Hi,
I have a problem that sounds very simple: if you found a hit within a webpage's source, how can you find out if this hit is part of a link, or more generally, within a
tag?
I tried the following code with finds the first string correctly, but also the second one that should not match.
#!/usr/bin/perl -w
use strict;
my @strings = (
'<a href="#1">HIT<b>MUST MATCH</b></a> <a href="#2">2</a>',
'<a href="#1">HIT<a name="MUST NOT MATCH">-</a> <a href="#2">2</a>'
);
foreach my $string (@strings) {
"" =~ /()/; # set $1 to false
$string =~ /
( # the whole match should be catches as $1
HIT # start at the first found "HIT"
(?= # begin of positive Lookahead
[^<]*? # zero or more characters other than "<"

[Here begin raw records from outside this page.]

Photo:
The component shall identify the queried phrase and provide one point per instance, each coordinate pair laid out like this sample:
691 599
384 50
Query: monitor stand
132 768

(?! # start a negative Lookahead
<a[^>]*?> # an opening a tag is forbidden
)
.*?<\/a> # any characters until the closing a tag
) # end of positive Lookahead
.*? # catch all chars after HIT,
<\/a> # non-greedy until the first closing a tag
)
/x;
print "\nstring:\t$string\n";
if ($1) { print "match:\t$1\n" }
else { print "NO match!\n" }
}
I think the problem is related to my use of the negative Lookahead. Could anybody point me to the right direction?
Thanks,
rob.